Friday night in Seattle, another umpire missed a call. Granted, it was a strange play and first-base umpire Jeff Nelson seemed contrite after realizing his error. Still, we're left to wonder ...
Anyway, here's the play:
The play occurred after Raul Ibañez and Justin Smoak led off the inning with singles, putting runners on first and second. Jesus Sucre then hit a grounder at Moreland, who threw to second base trying for a double play.
Moreland and Grimm both went to cover first base. Moreland got there first, but the throw from Andrus was to the inside of the bag more toward Grimm, who was a good three feet off the bag. Grimm's glove nearly overlapped with Moreland's when he caught that ball, making it hard to see in real time.
Nelson wasn't the only one to miss it, both clubs' television broadcasts also thought the double play was made until they saw what clearly happened on replay.
Here's the same link, with video included; you can and should see the play for yourself. Nelson's explanation was that he was looking at Moreland's foot on the base and waiting to hear the sound of the ball hitting the glove. Heard that sound before Sucre reached first base, and so he made the call. Perfectly natural and reasonable. See, it's a dirty little secret but the first-base umpire simply can't focus on the first baseman's foot on the base and the baseball hitting the glove. Usually, it's fine; sometimes everybody except the umpire knows what happened. In this case, there was just a really strange situation and Nelson couldn't or didn't see what happened, and neither did anyone else.
Here's the thing, though ... If you watch that clip again, you'll see that Nelson makes an emphatic call ... and then turns his back and strides off into foul territory. Hey, here's an idea! There were two fielders in the area! How's about you stick around and make sure the right fielder's got the ball in his glove?
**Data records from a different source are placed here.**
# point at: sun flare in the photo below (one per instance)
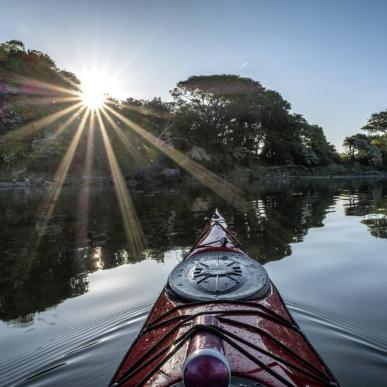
(96, 86)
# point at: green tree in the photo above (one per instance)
(359, 148)
(377, 124)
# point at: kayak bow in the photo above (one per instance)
(221, 322)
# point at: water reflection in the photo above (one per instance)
(275, 218)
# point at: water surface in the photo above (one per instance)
(71, 304)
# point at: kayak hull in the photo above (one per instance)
(261, 340)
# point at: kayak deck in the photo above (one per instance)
(261, 341)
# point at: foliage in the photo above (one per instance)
(377, 124)
(224, 112)
(360, 149)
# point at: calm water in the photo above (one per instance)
(70, 309)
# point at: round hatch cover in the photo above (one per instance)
(219, 276)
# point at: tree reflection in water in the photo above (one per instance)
(274, 218)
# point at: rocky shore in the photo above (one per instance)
(20, 179)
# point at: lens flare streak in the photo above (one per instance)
(221, 187)
(138, 158)
(33, 127)
(131, 222)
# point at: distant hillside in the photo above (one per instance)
(222, 121)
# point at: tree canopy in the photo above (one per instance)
(224, 112)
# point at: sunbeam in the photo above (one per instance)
(131, 222)
(52, 196)
(34, 126)
(84, 197)
(61, 172)
(138, 158)
(62, 127)
(221, 187)
(29, 85)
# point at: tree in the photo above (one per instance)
(377, 124)
(360, 149)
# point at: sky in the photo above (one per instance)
(327, 58)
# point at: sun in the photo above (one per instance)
(96, 86)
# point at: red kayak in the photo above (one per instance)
(221, 322)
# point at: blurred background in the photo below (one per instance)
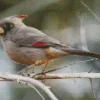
(73, 23)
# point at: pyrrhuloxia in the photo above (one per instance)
(27, 45)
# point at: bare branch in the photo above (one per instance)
(19, 78)
(67, 75)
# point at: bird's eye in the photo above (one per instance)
(11, 25)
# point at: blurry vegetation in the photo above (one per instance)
(60, 19)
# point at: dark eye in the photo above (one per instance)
(11, 25)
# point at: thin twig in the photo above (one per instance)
(67, 75)
(56, 69)
(36, 91)
(89, 9)
(92, 89)
(19, 78)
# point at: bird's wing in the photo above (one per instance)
(34, 38)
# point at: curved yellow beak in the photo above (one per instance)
(1, 30)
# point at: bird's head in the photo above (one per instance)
(8, 23)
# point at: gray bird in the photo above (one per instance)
(27, 45)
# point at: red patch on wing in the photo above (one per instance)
(22, 16)
(39, 44)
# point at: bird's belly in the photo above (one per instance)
(28, 56)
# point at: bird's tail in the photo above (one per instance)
(83, 53)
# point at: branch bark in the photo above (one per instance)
(27, 80)
(67, 75)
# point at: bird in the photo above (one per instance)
(29, 46)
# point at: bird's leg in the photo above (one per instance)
(43, 71)
(46, 65)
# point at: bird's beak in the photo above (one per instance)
(22, 17)
(1, 30)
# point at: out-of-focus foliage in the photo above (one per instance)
(60, 19)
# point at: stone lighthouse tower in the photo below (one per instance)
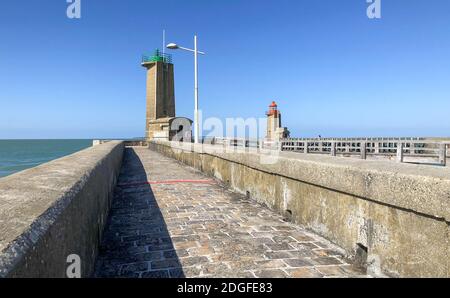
(160, 95)
(275, 131)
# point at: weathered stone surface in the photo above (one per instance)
(219, 234)
(399, 212)
(55, 210)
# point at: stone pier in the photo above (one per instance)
(170, 220)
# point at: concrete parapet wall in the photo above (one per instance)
(399, 212)
(55, 210)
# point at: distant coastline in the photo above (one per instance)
(18, 155)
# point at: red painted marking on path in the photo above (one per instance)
(166, 182)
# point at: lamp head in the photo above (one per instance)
(172, 46)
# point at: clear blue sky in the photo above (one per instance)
(332, 70)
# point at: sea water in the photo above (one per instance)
(18, 155)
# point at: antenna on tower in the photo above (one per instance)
(164, 42)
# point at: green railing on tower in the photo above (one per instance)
(156, 56)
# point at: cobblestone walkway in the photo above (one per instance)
(184, 224)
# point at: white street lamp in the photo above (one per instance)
(174, 46)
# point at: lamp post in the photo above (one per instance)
(174, 46)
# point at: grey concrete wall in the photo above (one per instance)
(57, 209)
(399, 212)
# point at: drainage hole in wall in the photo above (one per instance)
(287, 216)
(361, 255)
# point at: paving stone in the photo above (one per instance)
(202, 230)
(298, 262)
(157, 274)
(303, 273)
(272, 273)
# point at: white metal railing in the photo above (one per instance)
(400, 148)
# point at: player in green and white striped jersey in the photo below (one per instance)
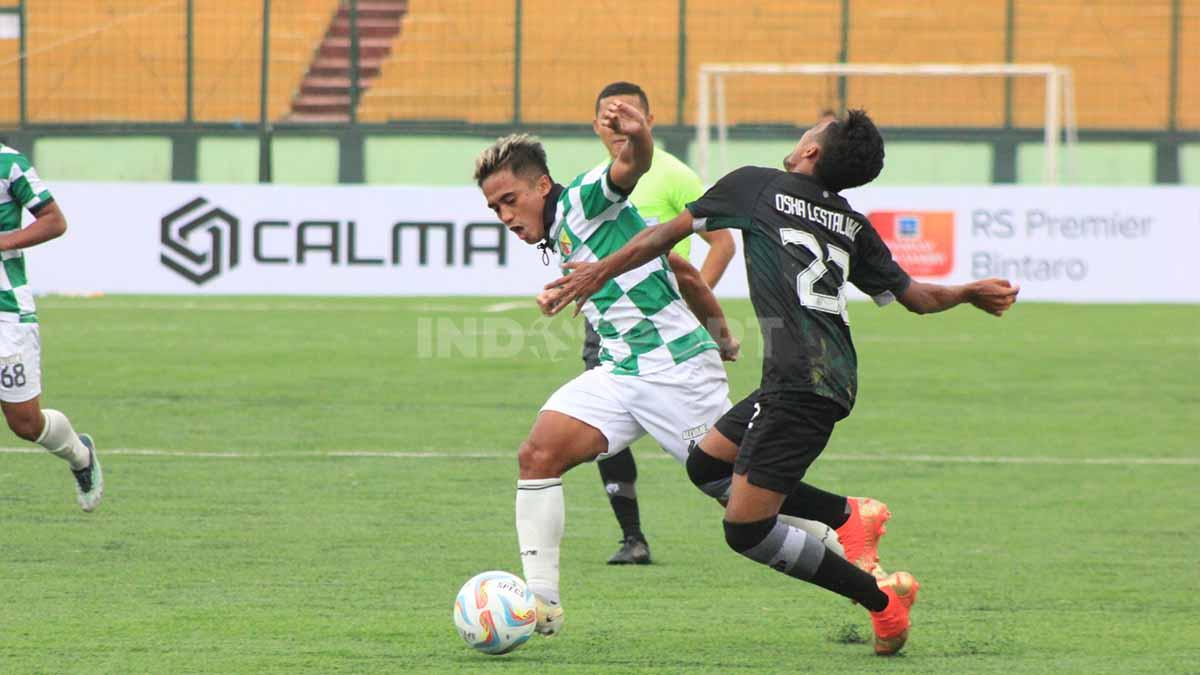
(661, 193)
(660, 372)
(21, 362)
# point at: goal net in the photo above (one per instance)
(942, 101)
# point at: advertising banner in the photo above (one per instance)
(1065, 244)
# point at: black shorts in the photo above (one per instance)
(779, 435)
(591, 347)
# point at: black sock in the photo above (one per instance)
(619, 476)
(811, 503)
(839, 575)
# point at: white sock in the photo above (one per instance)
(59, 437)
(822, 532)
(540, 518)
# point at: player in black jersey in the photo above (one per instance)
(803, 242)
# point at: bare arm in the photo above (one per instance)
(636, 155)
(993, 296)
(49, 223)
(720, 251)
(588, 278)
(703, 304)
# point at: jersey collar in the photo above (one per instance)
(550, 219)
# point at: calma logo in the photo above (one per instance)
(191, 255)
(922, 242)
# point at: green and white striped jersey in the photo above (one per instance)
(643, 323)
(22, 190)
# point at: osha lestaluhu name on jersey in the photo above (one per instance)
(833, 221)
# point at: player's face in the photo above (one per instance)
(808, 149)
(612, 141)
(519, 203)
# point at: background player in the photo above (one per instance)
(660, 195)
(803, 242)
(661, 372)
(21, 345)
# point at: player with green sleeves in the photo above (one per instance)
(21, 345)
(661, 193)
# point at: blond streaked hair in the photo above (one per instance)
(520, 153)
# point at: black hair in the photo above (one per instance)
(621, 89)
(520, 153)
(851, 151)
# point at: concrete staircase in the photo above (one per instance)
(324, 93)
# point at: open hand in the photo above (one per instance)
(730, 348)
(994, 296)
(586, 279)
(623, 118)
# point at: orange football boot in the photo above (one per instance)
(862, 531)
(892, 622)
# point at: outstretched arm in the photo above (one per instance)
(993, 296)
(636, 155)
(49, 223)
(703, 304)
(588, 278)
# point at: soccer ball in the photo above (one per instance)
(495, 613)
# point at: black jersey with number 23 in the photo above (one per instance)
(802, 244)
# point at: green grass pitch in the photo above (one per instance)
(253, 536)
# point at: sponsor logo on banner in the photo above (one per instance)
(198, 258)
(197, 238)
(922, 242)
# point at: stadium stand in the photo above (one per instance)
(453, 61)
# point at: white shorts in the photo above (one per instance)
(675, 406)
(21, 362)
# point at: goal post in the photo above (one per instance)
(1059, 123)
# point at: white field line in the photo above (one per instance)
(511, 455)
(292, 306)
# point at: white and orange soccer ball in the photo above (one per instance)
(495, 613)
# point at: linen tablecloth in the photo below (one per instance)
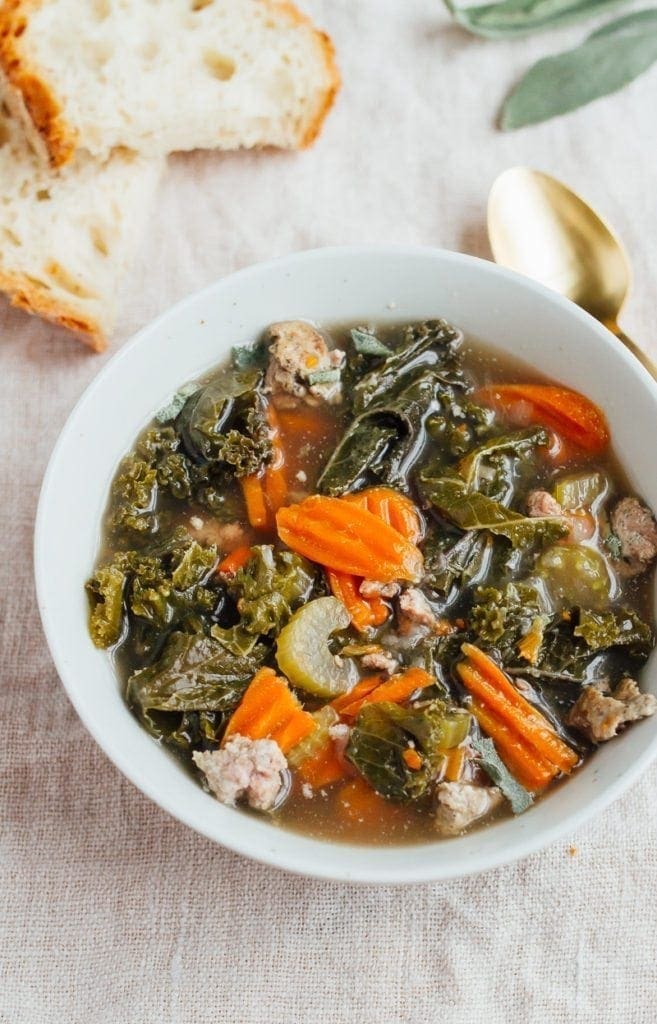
(111, 912)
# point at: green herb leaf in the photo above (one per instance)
(520, 443)
(249, 356)
(367, 344)
(606, 629)
(171, 410)
(475, 511)
(518, 17)
(383, 731)
(105, 597)
(323, 377)
(195, 673)
(610, 58)
(269, 587)
(497, 772)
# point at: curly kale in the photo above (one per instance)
(269, 588)
(384, 731)
(152, 594)
(135, 493)
(194, 673)
(105, 597)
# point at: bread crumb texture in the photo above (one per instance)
(107, 73)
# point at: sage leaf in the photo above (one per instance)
(609, 59)
(367, 344)
(511, 18)
(497, 772)
(171, 410)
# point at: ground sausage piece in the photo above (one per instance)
(539, 503)
(297, 351)
(636, 528)
(599, 715)
(251, 769)
(380, 660)
(371, 588)
(461, 804)
(227, 536)
(414, 610)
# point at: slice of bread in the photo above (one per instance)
(67, 238)
(157, 76)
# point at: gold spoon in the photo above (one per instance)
(539, 227)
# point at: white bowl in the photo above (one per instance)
(386, 284)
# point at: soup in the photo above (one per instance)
(380, 585)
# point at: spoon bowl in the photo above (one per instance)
(544, 230)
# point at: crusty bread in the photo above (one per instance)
(157, 76)
(67, 237)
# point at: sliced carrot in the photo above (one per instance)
(342, 536)
(530, 769)
(396, 689)
(411, 759)
(393, 508)
(492, 688)
(254, 495)
(269, 710)
(234, 560)
(571, 415)
(358, 803)
(323, 768)
(360, 690)
(364, 612)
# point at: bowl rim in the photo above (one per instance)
(374, 873)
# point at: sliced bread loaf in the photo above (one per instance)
(165, 75)
(67, 238)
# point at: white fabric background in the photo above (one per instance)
(111, 911)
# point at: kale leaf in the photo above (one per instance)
(194, 673)
(383, 731)
(473, 510)
(105, 597)
(602, 630)
(453, 560)
(269, 587)
(225, 422)
(171, 588)
(382, 444)
(429, 343)
(368, 344)
(135, 493)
Essentially, once Nelson made the call, that was it. He was DONE making that call. And there are good reasons for umpires making the call and then moving along. But this one could have been immediately corrected, and maybe this is something for the next round of training: If you can stick around and confirm a call, why not?
Obviously, increased use of video review's going to take care of most of these problems. But that doesn't mean you stop trying to get the calls right in the first place. The biggest problem with more video review is going to be the added delays, which means you still want as few reviews as possible. And the more correct calls initially, the fewer reviews.